Indeed, this unofficial suspect bears a close resemblance not only to the FBI sketch of King's assassin, but to one of the famous "three tramps" arrested when Kennedy was killed, at Dealey Plaza in Dallas. They were picked up less than 30 minutes after the shots. Their pictures were taken as police led them across the Plaza to a sheriffs office. Strangely, no record of their booking exists. They merely disappeared from public scrutiny on entering the building. Furthermore, their guards included a man in a Dallas police uniform who. investigators claim, was not a policeman at all. No records of him exist either. Assassination conspiracy theorists have made much of the "three tramps" affair.

This isn't Armstrong's only possible connection with the JFK shooting. He is mentioned in the appendix of the Warren Commission Report on that assassination as being linked to Jack Ruby in a 1961 gun-running scheme for anti-Castro guerillas. Jack Ruby was the man who shot Lee Harvey Oswald, the only assassination suspect, on national TV. Ruby died of cancer three years later.

TWO POINTS

James Earl Ray's attempt to get a new trial does not yet involve such exotic matters. "The conspiracy will not be gone into at any great length at this evidentiary hearing on October 22," says Livingston. "The two points that will be dealt with are whether Ray in fact freely and voluntarily pleaded guilty, and whether or not he had the assistance of competent, effective legal counsel in Mr. Percy Foreman."
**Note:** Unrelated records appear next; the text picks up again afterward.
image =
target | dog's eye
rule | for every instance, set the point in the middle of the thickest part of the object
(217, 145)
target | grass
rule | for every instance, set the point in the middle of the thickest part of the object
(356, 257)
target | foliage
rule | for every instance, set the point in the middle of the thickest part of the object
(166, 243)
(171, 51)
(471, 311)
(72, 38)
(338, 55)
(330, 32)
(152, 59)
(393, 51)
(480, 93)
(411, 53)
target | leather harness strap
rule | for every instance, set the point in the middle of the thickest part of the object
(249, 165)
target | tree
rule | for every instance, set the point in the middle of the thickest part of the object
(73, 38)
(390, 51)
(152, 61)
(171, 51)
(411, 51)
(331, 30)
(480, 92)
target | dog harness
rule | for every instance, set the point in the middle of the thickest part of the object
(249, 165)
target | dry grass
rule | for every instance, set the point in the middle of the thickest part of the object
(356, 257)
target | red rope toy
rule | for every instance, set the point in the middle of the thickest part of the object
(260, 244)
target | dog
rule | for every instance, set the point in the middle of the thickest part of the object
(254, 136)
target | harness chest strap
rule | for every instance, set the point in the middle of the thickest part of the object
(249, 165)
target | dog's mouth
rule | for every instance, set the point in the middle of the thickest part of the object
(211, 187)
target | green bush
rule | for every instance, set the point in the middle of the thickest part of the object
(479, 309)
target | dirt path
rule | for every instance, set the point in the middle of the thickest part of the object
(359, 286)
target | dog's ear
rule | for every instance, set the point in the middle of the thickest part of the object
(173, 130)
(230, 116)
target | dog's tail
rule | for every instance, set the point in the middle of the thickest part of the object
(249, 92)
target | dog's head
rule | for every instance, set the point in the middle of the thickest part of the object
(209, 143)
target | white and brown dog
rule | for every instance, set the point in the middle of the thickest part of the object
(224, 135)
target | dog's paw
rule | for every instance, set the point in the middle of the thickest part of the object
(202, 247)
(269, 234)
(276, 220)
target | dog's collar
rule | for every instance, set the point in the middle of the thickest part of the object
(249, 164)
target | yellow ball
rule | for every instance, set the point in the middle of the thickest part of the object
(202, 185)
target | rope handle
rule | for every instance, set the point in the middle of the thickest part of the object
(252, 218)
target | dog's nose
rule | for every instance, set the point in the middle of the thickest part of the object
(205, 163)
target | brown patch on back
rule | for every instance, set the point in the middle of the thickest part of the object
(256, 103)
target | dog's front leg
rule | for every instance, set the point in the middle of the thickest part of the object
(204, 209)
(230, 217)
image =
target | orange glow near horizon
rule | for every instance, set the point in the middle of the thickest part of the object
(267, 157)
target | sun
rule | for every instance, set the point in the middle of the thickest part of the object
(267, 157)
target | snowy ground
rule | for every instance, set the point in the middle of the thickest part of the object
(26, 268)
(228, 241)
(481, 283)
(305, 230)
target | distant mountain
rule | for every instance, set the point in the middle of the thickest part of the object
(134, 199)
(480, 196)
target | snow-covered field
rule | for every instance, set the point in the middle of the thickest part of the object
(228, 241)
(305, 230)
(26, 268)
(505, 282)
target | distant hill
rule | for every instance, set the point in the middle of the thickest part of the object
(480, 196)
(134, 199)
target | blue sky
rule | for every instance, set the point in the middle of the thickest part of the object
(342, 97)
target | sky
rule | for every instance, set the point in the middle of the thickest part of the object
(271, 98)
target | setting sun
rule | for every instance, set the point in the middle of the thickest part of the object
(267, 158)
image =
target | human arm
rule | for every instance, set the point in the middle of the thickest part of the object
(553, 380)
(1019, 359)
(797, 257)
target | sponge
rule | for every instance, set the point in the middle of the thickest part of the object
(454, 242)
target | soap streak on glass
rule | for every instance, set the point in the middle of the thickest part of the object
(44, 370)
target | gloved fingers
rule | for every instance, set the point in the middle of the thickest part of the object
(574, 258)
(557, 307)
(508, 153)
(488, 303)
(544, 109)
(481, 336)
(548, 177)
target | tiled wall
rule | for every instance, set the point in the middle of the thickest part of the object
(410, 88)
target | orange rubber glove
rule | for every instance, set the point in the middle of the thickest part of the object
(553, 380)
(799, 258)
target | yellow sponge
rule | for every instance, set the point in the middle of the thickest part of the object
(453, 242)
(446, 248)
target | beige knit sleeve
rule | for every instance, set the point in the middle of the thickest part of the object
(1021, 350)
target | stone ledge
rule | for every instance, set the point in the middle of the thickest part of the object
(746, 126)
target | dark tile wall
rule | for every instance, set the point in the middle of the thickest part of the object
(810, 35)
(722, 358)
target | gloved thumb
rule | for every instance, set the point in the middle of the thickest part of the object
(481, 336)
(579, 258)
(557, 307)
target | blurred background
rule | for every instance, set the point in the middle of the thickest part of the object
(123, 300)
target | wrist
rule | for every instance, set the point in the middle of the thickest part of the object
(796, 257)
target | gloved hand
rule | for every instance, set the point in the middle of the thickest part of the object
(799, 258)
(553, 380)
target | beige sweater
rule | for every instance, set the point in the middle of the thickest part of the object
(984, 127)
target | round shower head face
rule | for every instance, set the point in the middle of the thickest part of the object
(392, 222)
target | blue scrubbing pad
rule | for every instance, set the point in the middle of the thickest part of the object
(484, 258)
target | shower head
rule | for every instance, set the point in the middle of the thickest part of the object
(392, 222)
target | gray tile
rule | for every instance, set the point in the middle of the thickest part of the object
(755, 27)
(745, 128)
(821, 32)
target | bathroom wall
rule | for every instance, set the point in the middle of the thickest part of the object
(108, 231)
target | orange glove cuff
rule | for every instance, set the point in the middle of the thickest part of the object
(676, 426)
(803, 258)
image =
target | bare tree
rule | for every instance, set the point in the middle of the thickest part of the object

If it's proved that Ray was coerced into his guilty plea, or that Foreman had interests other than Ray's in the case, the way would be paved for a new trial, which would take place sometime next year. Ray and his legal team contend that Foreman "sold out" Ray to preserve the economic value of a book about his life, in which Foreman had 60 percent royalty rights. A book about a non-assassin wouldn't be worth much. Foreman denies the charge, pointing out that he was already rich enough to have no pressing interest in the amount of money involved. Ray's third lawyer. James Lesar, has termed Foreman's denial "just one lie after the other."

"We expect to prove at this evidentiary hearing." Livingston stresses, "that from the time of his arrest to the date he pleaded guilty, everybody that had dealings with James Earl Ray conned the man. I think the world's going to be surprised to say the least, to see what's going on. I don't  think the conspiracy will be an issue in the evidentiary hearing, but I think we'll be able to show evidence of a coverup of a conspiracy by the federal government and the State of Tennessee."

Others watching the case, like Chastain, say Livingston is "unrealistic" in expecting to prove so much.

One difficulty is that Ray himself won't talk. Livingston says Ray would fear for his life if he did. "He feels he's winning in the courts, which he is, and he feels that if he is not a prosecution witness, he might have some measure of safety if he is released from prison in the future."

At any rate, October 22 seems to be a date to watch. The State of Tennessee is trying to delay Ray's hearing past that time by challenging the broad discovery motions Judge McRae granted to Ray's lawyers, but that move is not considered likely to succeed.

For a decade, numerous people have been trying to find conclusive proof of wide conspiracy behind the assassinations that have so influenced recent American history. Thousands of details point in that direction, but solid evidence of guilt on the part of any one conspirator - the smoking pistol, as it were - has always seemed elusive. Given the past history of promising assassination leads that never quite got anywhere, the upcoming Ray case may also lead nowhere. On the other hand, it could also open up the questions of the '60's assassinations more effectively than anything in the last half dozen years.